Sunday, 20 November 2011

Assumptions of the Multiple Linear Regression Model

The model is based on 6 assumptions. When these assumptions are hold the regression estimators are unbiased, efficient & consistent.

  • Unbiased means that the expected value of the estimator is equal to the true value of the parameter.
  • Efficient means that the estimator has a smaller variance.
  • Consistent means that the bias and variance of the estimator approach zero as the sample size gets larger.

1. The relationship between the dependent variable, Y, and the independent variables, X1, X2... Xk, is linear.

2. The independent variables are not random & no exact linear relation (perfect 1) exists between two or more of the independent variables.

3. The expected value of the error term, conditional on the independent variables is 0.

4. The variance of the error term is constant for all observations. i.e. errors are Homoskedastic

5. The error term is uncorrelated across observations (i.e. no serial correlation).

6. The error term is normally distributed.

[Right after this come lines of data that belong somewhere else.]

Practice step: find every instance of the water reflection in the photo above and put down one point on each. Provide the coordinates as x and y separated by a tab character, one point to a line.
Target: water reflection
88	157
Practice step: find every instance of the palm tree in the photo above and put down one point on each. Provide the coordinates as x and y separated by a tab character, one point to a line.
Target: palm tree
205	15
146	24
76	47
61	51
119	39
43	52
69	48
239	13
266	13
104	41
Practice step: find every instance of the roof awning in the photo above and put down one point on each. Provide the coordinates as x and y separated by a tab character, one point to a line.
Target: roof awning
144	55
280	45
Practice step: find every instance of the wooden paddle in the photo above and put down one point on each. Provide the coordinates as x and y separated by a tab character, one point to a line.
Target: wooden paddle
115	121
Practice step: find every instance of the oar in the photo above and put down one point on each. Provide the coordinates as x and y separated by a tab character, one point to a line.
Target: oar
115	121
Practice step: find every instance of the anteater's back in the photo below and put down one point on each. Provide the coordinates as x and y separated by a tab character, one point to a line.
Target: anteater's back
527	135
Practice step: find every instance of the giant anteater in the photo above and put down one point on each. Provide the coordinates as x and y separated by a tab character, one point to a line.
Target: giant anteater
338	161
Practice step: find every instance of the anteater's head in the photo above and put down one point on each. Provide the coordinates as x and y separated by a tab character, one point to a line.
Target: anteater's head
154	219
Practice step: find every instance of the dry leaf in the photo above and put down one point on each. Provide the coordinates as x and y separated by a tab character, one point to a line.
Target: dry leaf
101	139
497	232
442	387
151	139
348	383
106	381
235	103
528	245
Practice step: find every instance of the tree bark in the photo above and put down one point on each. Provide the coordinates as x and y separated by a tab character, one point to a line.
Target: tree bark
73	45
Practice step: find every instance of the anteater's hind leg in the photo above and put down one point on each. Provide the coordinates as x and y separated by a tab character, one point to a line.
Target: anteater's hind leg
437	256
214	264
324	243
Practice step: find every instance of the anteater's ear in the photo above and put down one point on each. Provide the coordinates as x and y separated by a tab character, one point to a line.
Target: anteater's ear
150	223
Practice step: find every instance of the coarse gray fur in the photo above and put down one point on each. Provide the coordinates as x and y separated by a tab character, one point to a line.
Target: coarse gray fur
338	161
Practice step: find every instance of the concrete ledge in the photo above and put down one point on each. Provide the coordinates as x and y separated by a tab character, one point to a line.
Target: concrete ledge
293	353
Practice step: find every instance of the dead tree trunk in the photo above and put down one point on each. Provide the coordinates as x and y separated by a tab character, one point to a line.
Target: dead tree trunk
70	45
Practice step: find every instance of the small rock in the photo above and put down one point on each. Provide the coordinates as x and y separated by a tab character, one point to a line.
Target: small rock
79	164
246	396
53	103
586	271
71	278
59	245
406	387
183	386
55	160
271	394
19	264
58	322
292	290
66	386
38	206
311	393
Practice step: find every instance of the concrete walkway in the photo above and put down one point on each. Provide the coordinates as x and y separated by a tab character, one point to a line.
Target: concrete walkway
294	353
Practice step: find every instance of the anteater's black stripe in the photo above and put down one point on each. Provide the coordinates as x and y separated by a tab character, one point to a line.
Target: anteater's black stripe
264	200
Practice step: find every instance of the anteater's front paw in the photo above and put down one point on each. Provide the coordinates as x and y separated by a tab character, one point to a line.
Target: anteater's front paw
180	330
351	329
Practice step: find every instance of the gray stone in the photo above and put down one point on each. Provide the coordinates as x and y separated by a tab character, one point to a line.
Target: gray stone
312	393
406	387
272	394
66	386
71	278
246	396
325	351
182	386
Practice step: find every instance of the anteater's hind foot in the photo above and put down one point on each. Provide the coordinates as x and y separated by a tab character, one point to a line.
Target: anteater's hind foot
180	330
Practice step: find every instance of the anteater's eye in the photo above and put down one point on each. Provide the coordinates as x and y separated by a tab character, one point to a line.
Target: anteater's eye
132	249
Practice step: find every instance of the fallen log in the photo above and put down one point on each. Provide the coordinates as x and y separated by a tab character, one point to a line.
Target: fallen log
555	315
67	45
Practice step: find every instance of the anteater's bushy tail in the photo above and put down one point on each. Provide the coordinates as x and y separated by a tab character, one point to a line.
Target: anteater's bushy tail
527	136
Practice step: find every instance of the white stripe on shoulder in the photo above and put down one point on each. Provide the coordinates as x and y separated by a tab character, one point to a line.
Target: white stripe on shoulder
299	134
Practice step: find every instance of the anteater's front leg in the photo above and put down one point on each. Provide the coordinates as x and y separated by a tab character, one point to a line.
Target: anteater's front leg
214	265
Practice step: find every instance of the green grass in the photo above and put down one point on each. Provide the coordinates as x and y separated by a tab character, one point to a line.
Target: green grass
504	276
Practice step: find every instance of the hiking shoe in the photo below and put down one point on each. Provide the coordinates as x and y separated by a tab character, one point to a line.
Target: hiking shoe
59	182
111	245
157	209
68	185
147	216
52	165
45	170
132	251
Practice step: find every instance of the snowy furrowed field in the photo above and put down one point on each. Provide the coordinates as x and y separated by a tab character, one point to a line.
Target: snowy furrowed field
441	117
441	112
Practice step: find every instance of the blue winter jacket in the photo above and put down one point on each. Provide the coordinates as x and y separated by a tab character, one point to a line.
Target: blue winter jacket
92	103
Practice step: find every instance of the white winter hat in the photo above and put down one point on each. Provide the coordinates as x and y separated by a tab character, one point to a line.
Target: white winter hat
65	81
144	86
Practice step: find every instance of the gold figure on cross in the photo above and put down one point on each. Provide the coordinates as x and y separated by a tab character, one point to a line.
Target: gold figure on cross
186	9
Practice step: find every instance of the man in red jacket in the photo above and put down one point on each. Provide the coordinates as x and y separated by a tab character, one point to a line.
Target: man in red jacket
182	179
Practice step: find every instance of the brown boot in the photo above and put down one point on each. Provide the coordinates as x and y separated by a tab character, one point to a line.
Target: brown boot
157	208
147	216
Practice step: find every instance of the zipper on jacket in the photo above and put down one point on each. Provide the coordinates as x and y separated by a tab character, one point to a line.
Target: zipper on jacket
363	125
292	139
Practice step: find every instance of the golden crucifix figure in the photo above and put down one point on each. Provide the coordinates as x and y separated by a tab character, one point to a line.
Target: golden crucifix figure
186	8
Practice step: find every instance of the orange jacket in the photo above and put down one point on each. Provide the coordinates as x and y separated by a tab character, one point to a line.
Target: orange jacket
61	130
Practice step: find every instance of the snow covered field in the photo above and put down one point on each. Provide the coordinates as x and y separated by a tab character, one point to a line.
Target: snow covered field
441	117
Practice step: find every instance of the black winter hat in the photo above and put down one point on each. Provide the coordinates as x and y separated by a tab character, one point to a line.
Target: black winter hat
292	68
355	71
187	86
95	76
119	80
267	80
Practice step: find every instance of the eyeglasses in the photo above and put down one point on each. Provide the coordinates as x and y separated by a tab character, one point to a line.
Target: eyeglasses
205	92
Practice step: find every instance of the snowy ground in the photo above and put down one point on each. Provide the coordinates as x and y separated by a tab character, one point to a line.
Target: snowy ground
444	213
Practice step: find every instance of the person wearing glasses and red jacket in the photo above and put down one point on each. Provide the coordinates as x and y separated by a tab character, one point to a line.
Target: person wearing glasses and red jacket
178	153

It is important to note that Linear regression can't be estimated when an exact linear relationship exists between two or more independent variables. But when two or more independent variables are highly correlated, although there is no exact relationship, then it leads to multicollinearity  problem. Even if independent variable is random but uncorrelated with the error term, regression results are reliable.

1 comment:

  1. I believe that the last assumption you indicate (about normally distributed errors) is only true, strictly speaking, for the optimality of regressions which minimize the squared error.

    Regardless, one may apply least square linear regression whether or not several of these assumptions are violated. Whether a regression is useful is not the same thing as whether it is theoretically optimal.